Lexical analyzer generator.
./trans <filename.trans>
It generates two files with names filename.h and filename.c.
filename.h contains three function prototypes:
typedef enum { LEX_ERROR = -1, LEX_SUCCESS = 0, LEX_EOF = 1 } lexer_res_t;
lexer_t* lexer_create(const char *filename);
lexer_res_t lexer_next_tok(lexer_t *lex, lexeme_t *m);
void lexer_free(lexer_t *lex);
if lexer_next_tok returns LEX_ERROR or LEX_EOF, lexeme will not contain a valid value.
int main() {
lexer_t *lex = lexer_create("filename");
if(!lex)
return 1;
for(;;) {
lexeme_t m;
lexer_res_t res = lexer_next_tok(lex, &m);
if(res == LEX_ERROR) {
// handle error
} else if(res == LEX_EOF) {
break;
} else {
// valid lexeme value
}
}
lexer_free(lex);
}
.trans files are used to describe language for which lexical analyzer is created. They have following structure:
[sectionname]
section content
[nextsection]
next section content
...
There are two necessary sections in any .trans file:
- header — must contain lexeme_t definition and all definitions related to it. This section entirely includes into result .h file.
- regexes — must contain regular expressions which defines lexemes. Specification of regular expressions format is written below.
And three not-necessary:
- hinclude — must contain headers which will be included into result .h file.
- cinclude — must contain headers which will be included into result .c file.
- funcs — must contain ancillary functions for parsing lexeme. This section entirely includes into result .c file.
Header section must conatain lexeme_t definition in corresponding format:
typedef struct {
// necessary fields
int class;
char *str;
size_t str_len;
// not-necessary fields
} lexeme_t;
Every lexeme_t definition must contain at least three fields:
- int class — lexeme class. For example: ID, IF, THEN, etc.
- char *str — string corresponding to lexeme. If you need to use this string after lexeme parsing, you'll need to allocate memory and copy this string to it.
- size_t str_len — length of string corresponding to lexeme.
Regexes section must contains at least one regular expression in following format:
"regexp1" { /* some c code */ return integer_value_1; }
"regexp2" {
/* some c code */
return integer_value_2;
}
Corresponding to regular expression function will be called if input string matches regular expression. All functions will be written in .c file in following format:
static int func(lexeme_t *lex) {
// code written in .trans file
}
if returned value is lower than zero, it will be considered as error. If it equals to zero, then corresponding to lexeme string will considered as delimeter and parsing will continue. If returned value is greater than zero, it will be consider as lexeme class.

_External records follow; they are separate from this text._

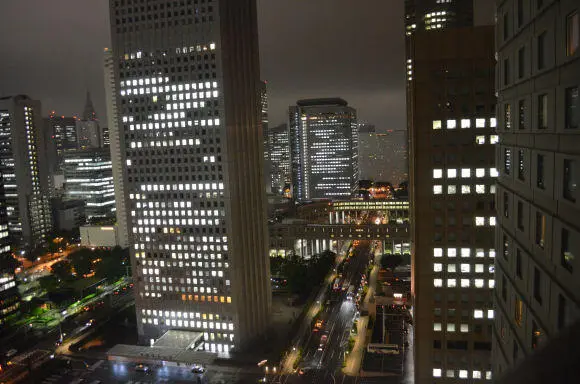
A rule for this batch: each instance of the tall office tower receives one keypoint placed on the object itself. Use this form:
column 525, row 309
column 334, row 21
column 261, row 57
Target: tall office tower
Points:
column 323, row 149
column 187, row 82
column 117, row 161
column 279, row 150
column 538, row 199
column 452, row 189
column 89, row 132
column 9, row 297
column 24, row 171
column 88, row 176
column 61, row 136
column 264, row 120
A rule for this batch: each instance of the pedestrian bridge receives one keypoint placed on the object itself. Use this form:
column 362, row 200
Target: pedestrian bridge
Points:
column 397, row 232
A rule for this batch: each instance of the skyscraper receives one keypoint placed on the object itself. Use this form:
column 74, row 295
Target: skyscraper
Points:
column 452, row 185
column 89, row 132
column 324, row 149
column 187, row 96
column 116, row 147
column 88, row 176
column 25, row 174
column 279, row 151
column 538, row 200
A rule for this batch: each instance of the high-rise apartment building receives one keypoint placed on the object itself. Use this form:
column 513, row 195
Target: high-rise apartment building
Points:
column 538, row 199
column 88, row 176
column 187, row 96
column 324, row 149
column 279, row 152
column 452, row 185
column 24, row 170
column 116, row 147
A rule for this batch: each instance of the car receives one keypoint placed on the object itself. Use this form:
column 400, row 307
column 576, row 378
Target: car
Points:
column 142, row 368
column 197, row 369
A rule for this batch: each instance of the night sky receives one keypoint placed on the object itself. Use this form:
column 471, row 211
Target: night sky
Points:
column 354, row 49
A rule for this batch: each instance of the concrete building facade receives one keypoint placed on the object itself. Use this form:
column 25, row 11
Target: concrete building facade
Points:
column 538, row 201
column 187, row 95
column 323, row 149
column 24, row 171
column 452, row 185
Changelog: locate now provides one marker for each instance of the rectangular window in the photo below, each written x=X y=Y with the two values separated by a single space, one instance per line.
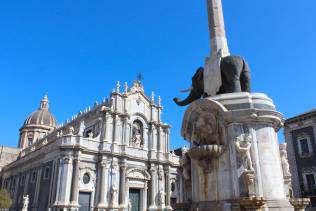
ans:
x=310 y=179
x=47 y=172
x=304 y=146
x=30 y=141
x=33 y=178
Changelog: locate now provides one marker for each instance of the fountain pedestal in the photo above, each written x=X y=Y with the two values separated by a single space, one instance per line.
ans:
x=235 y=152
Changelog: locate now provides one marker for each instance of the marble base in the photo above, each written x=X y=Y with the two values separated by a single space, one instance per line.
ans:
x=235 y=152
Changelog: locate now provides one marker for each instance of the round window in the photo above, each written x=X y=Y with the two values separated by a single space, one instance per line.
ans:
x=86 y=178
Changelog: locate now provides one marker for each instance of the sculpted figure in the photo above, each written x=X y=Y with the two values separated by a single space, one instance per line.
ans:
x=206 y=130
x=113 y=194
x=161 y=197
x=284 y=160
x=185 y=163
x=243 y=149
x=235 y=77
x=137 y=135
x=26 y=201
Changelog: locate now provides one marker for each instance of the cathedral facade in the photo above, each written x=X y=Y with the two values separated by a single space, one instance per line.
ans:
x=113 y=156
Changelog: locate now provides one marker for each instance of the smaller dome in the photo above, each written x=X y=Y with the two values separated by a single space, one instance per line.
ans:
x=42 y=116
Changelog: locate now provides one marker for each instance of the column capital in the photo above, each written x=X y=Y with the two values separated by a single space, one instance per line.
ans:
x=105 y=164
x=67 y=159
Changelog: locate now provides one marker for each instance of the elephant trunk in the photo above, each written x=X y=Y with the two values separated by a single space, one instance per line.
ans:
x=194 y=95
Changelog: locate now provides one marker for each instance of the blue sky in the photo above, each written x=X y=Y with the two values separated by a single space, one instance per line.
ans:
x=77 y=50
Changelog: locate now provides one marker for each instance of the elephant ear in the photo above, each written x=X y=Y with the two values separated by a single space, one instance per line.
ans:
x=198 y=80
x=245 y=78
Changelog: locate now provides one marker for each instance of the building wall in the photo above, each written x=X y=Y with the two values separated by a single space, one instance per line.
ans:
x=8 y=155
x=301 y=164
x=105 y=151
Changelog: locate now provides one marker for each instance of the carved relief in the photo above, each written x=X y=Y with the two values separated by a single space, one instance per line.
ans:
x=138 y=174
x=161 y=197
x=26 y=201
x=284 y=160
x=185 y=163
x=206 y=130
x=243 y=145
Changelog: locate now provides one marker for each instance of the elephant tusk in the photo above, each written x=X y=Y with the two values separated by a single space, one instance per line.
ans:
x=187 y=90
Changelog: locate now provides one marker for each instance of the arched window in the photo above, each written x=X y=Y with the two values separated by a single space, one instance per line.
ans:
x=137 y=134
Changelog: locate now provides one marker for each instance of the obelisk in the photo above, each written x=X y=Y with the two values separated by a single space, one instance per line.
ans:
x=217 y=28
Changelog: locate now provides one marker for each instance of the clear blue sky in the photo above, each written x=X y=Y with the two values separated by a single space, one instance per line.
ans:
x=77 y=50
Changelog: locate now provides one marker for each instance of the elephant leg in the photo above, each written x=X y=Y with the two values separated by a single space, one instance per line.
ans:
x=231 y=68
x=245 y=78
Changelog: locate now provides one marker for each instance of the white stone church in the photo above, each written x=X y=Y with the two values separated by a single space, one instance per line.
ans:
x=114 y=156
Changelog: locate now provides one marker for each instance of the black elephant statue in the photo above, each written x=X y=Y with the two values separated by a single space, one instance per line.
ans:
x=235 y=74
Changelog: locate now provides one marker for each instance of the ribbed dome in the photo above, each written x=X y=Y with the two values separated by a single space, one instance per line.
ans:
x=42 y=116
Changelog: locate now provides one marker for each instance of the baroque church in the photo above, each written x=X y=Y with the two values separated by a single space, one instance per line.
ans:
x=113 y=156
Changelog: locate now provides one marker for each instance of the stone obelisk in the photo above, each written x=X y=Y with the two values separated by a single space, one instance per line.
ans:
x=217 y=28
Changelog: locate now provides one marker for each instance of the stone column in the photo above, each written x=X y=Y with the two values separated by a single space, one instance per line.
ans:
x=114 y=129
x=26 y=184
x=252 y=203
x=217 y=27
x=153 y=174
x=37 y=189
x=123 y=168
x=168 y=189
x=103 y=184
x=64 y=180
x=75 y=182
x=300 y=204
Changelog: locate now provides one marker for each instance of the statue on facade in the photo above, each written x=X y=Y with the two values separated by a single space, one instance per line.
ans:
x=26 y=201
x=113 y=193
x=284 y=160
x=129 y=205
x=137 y=135
x=161 y=197
x=234 y=76
x=243 y=148
x=82 y=127
x=185 y=163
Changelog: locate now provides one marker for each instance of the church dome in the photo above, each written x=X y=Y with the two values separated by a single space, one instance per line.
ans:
x=42 y=116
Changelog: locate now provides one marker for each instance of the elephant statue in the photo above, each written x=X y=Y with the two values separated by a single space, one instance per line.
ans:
x=235 y=75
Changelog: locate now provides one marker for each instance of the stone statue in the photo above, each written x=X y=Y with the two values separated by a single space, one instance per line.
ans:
x=161 y=197
x=82 y=127
x=26 y=201
x=284 y=160
x=206 y=130
x=185 y=163
x=113 y=193
x=243 y=148
x=90 y=135
x=137 y=135
x=235 y=77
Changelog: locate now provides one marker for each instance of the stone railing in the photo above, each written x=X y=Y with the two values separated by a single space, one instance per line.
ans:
x=78 y=141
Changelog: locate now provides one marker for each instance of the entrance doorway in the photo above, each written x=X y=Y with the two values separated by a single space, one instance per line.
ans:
x=84 y=201
x=134 y=198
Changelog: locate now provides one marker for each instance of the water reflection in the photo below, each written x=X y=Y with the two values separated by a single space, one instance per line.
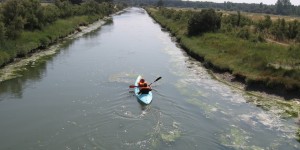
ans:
x=32 y=72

Supported special characters:
- * — zero or more.
- | — or.
- () — brackets.
- . — any character.
- \w — ascii letter. [A-Za-z].
- \W — non-letter character.
- \d — digit. [0-9].
- \D — non-digit character.
- \s — space, newline or tab character.
- \S — non-space character.
- \" — " character.
- \* — * character.
- \| — | character.
- \( — ( character.
- \) — ) character.
- \. — . character.
All other character are considered as usual.